Excessively low calories A plan that calls for fewer than 1,000 calories a day could set you up for intense cravings and weight gain afterward. It could also make you feel dizzy and light-headed, which may be dangerous, says University of Pittsburgh nutritionist Leslie J. Bonci, RD.
Liquid-only meals Some liquids, such as smoothies, juices or purees made from natural foods, provide fuel to keep you going. But low-nutrient drinks, like water mixed with a small amount of lemon juice, do not constitute a meal, even a small one. Depriving your body of almost all nourishment is likely to drain you of energy and produce side effects such as weakness, headaches and light-headedness.
Souped-up teas If the plan suggests green tea, fine. But many dieters’ and detox teas contain ingredients that have laxative or stimulant properties. “The risk is that these could cause electrolyte imbalances, elevations in blood pressure or heart arrhythmias,” warns Lawrence J. Cheskin, MD, director of the Johns Hopkins Weight Management Center and an associate professor at the Johns Hopkins Bloomberg School of Public Health in Baltimore.

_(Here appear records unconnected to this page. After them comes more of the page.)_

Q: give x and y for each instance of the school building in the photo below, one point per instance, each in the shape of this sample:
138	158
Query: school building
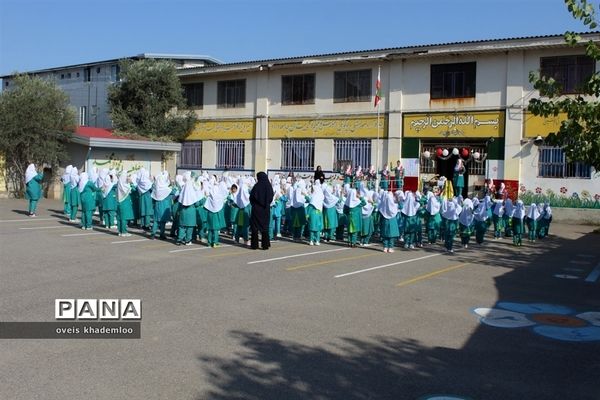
439	100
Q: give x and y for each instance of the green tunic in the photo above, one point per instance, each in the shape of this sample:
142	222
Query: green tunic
330	218
315	219
88	197
354	217
109	203
146	207
34	188
187	215
125	209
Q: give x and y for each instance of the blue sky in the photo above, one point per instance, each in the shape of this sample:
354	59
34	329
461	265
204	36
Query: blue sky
36	34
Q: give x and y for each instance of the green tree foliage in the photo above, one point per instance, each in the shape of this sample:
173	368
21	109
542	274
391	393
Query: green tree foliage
579	134
35	124
149	101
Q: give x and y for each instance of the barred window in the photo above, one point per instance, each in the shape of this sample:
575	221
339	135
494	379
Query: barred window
231	94
194	94
570	72
191	155
352	86
429	166
553	164
356	150
297	155
230	154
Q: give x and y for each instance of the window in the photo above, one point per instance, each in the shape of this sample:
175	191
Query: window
82	116
570	72
115	73
429	165
298	89
230	154
297	155
231	94
453	80
358	152
191	155
194	94
553	164
352	86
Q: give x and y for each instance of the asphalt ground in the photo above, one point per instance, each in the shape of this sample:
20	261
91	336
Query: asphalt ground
299	321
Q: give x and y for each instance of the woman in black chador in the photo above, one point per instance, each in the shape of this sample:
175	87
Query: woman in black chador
261	197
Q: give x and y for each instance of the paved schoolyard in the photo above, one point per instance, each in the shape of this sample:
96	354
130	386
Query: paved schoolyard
302	322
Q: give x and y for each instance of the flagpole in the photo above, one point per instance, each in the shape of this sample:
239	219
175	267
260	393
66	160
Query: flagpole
377	180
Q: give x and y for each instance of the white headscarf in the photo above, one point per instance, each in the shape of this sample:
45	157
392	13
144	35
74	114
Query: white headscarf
388	208
74	178
109	183
519	210
533	212
330	200
298	199
216	198
161	188
509	208
433	204
242	197
466	215
317	197
123	187
451	210
410	206
66	177
144	183
83	180
30	173
188	195
352	199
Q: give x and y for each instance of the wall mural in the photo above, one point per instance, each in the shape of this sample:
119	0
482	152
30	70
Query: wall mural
549	320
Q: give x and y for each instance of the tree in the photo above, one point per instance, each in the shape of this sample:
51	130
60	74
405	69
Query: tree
35	124
149	101
579	134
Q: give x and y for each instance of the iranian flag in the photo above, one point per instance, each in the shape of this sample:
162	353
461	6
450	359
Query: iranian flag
378	88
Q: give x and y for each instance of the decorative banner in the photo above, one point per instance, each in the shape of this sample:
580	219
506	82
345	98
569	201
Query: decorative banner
539	126
355	127
223	130
454	125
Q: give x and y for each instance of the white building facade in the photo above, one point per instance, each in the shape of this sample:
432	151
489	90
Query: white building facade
290	115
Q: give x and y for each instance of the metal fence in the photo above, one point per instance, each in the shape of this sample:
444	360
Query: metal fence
191	155
298	155
553	163
357	150
429	166
230	154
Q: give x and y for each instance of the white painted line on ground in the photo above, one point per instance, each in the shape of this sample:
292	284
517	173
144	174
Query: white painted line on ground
388	265
198	248
83	234
28	219
594	275
129	241
295	255
586	255
45	227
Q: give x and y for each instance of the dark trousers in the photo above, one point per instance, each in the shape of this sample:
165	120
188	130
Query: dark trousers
265	242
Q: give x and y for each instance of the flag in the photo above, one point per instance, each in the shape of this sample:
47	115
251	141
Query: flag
378	88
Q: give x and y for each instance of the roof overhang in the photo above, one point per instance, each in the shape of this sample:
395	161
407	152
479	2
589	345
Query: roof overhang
126	144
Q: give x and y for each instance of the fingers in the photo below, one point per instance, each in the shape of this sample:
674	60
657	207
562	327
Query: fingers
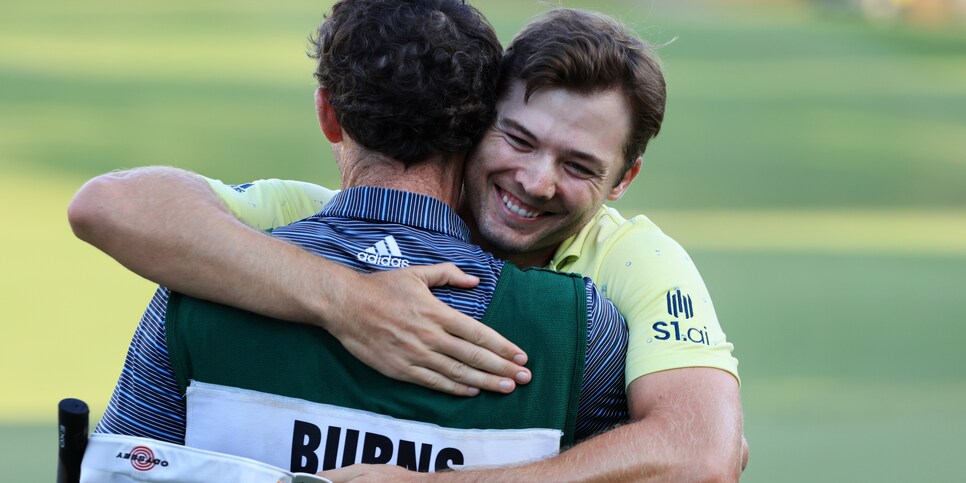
438	382
485	349
445	274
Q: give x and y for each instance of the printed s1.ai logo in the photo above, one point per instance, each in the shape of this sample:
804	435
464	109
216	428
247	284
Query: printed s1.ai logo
679	304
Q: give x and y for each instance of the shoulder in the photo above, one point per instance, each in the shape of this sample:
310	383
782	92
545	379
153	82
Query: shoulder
270	203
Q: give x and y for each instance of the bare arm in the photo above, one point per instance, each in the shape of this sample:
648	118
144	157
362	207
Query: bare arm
167	225
687	427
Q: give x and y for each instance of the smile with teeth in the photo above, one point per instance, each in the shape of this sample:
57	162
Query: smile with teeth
516	209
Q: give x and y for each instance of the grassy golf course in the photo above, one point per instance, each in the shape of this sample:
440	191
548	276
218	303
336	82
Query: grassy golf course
813	164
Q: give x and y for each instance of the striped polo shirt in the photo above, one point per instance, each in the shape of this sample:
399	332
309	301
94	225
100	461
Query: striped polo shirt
371	229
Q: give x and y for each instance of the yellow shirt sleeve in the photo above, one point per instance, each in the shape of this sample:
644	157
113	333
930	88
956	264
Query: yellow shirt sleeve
655	285
270	203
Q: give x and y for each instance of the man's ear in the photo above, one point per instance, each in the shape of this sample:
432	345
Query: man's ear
328	121
618	191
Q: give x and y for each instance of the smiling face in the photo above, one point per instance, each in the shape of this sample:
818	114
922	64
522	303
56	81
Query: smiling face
544	168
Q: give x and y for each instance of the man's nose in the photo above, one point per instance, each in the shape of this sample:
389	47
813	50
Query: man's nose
538	179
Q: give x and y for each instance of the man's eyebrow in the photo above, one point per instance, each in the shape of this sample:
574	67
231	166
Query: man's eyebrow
504	122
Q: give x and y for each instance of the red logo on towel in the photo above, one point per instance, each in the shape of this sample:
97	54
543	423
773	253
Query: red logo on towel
142	458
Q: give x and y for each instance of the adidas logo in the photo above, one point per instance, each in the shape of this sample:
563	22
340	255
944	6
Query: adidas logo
384	253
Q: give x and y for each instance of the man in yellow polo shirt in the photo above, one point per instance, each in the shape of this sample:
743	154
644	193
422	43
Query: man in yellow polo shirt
562	144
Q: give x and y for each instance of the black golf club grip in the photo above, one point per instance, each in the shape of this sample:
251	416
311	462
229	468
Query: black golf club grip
72	420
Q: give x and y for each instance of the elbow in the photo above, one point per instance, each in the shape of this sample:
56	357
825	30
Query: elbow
723	466
89	212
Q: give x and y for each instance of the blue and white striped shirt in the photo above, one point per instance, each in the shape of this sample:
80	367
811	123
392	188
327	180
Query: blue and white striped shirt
372	229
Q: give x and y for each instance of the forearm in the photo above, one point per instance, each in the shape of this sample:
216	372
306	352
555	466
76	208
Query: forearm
168	226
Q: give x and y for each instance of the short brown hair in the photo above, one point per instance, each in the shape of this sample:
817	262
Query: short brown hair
409	78
588	52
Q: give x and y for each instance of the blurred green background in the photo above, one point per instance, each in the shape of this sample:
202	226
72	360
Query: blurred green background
812	161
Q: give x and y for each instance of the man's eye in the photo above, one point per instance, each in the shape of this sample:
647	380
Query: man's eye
579	169
518	143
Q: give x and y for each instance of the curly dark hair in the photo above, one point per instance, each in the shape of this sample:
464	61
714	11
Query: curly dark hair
409	78
588	52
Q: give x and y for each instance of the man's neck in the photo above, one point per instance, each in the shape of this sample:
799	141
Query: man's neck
439	177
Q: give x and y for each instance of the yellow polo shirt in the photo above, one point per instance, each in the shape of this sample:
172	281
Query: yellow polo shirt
647	275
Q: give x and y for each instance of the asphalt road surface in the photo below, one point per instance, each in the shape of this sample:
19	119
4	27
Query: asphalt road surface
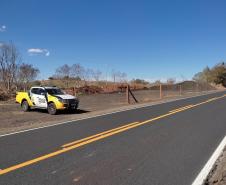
165	144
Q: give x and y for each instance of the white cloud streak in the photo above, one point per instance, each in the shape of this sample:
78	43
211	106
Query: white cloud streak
2	28
38	51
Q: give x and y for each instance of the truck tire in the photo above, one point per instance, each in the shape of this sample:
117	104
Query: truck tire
25	106
52	109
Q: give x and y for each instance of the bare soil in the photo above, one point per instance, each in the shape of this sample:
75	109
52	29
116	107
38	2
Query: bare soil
218	174
12	118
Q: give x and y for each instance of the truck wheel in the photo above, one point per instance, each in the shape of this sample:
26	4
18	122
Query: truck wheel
52	109
25	106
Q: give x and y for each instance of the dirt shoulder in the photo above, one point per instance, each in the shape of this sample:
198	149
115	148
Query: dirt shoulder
12	119
217	175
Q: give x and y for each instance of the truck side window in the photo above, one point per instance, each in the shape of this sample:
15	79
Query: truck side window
34	90
41	91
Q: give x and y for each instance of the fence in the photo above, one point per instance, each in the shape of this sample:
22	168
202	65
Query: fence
151	94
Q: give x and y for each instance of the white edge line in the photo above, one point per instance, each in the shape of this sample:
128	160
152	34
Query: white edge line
200	179
99	115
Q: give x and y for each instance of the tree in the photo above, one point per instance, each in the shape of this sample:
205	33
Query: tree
9	60
216	75
77	73
96	75
118	76
63	72
204	77
26	74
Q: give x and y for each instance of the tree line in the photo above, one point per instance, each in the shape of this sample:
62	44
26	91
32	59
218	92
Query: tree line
215	75
14	73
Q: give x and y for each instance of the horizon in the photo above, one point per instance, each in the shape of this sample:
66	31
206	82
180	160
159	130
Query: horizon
146	40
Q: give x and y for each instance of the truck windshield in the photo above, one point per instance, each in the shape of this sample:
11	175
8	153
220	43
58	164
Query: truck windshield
55	91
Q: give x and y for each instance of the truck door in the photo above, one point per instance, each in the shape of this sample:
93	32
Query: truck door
38	97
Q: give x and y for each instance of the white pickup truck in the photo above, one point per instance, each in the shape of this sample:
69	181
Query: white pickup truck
50	98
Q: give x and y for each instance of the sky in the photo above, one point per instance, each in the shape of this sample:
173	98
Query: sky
148	39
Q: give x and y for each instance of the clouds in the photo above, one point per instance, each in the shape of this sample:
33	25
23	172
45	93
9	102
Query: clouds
38	51
2	28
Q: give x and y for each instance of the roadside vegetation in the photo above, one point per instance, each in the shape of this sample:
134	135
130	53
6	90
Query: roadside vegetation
15	75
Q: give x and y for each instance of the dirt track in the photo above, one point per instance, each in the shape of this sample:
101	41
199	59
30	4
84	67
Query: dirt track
13	119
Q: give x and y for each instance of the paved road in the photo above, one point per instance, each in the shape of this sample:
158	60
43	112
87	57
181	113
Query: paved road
166	144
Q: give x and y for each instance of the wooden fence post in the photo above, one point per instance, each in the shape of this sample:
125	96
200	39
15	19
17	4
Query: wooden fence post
127	94
180	90
160	91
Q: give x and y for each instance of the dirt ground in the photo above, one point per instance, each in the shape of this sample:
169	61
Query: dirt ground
218	174
13	119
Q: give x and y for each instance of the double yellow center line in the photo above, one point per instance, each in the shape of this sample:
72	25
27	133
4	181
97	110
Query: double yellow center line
81	142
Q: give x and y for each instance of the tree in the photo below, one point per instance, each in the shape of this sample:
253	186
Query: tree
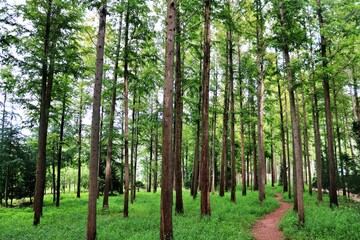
261	97
112	116
179	207
166	231
294	118
95	124
329	125
126	110
204	182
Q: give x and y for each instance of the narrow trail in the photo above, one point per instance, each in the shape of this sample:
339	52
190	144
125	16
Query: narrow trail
267	227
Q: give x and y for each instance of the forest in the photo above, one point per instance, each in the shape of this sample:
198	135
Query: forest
179	119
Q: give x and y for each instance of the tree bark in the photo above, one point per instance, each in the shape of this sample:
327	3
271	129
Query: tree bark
242	129
288	146
46	88
261	99
166	231
62	123
195	176
111	123
283	147
126	110
232	119
223	163
132	154
294	122
179	207
306	144
156	156
213	158
205	196
94	155
79	146
329	125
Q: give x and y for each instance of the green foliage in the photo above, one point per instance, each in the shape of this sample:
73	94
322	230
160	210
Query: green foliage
322	222
228	220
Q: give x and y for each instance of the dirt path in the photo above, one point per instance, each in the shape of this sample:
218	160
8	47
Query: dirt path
267	227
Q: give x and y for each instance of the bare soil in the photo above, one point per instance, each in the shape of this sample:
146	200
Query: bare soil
267	227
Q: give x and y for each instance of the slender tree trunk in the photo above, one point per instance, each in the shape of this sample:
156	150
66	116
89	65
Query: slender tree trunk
126	110
195	176
242	130
179	207
46	87
294	122
205	181
288	146
213	157
306	144
166	231
329	125
254	151
272	162
94	155
132	154
283	147
111	123
338	137
60	151
223	163
151	151
261	99
232	119
156	157
100	146
79	146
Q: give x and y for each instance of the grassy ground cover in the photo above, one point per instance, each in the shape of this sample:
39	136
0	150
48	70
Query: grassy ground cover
228	221
322	222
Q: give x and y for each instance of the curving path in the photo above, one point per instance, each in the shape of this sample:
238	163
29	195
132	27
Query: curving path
267	227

To avoid: labels that say senna, ma huang or ephedra.
Colonics Whether they’re called colonic irrigation, colonic hydrotherapy or colon cleansing, these processes claim to remove toxins and metabolic waste from the lowest part of your gastrointestinal tract. But, says Cheskin, “they may flush out good bacteria and possibly damage the lining of your colon.”
Ramping up exercise “You don’t have to lie on a couch, but don’t significantly increase the length or intensity of the exercise you do while you’re on a cleansing diet,”Bonci warns. Otherwise you could set the stage for dizziness and light-headedness. The same goes for spending long periods in a sauna.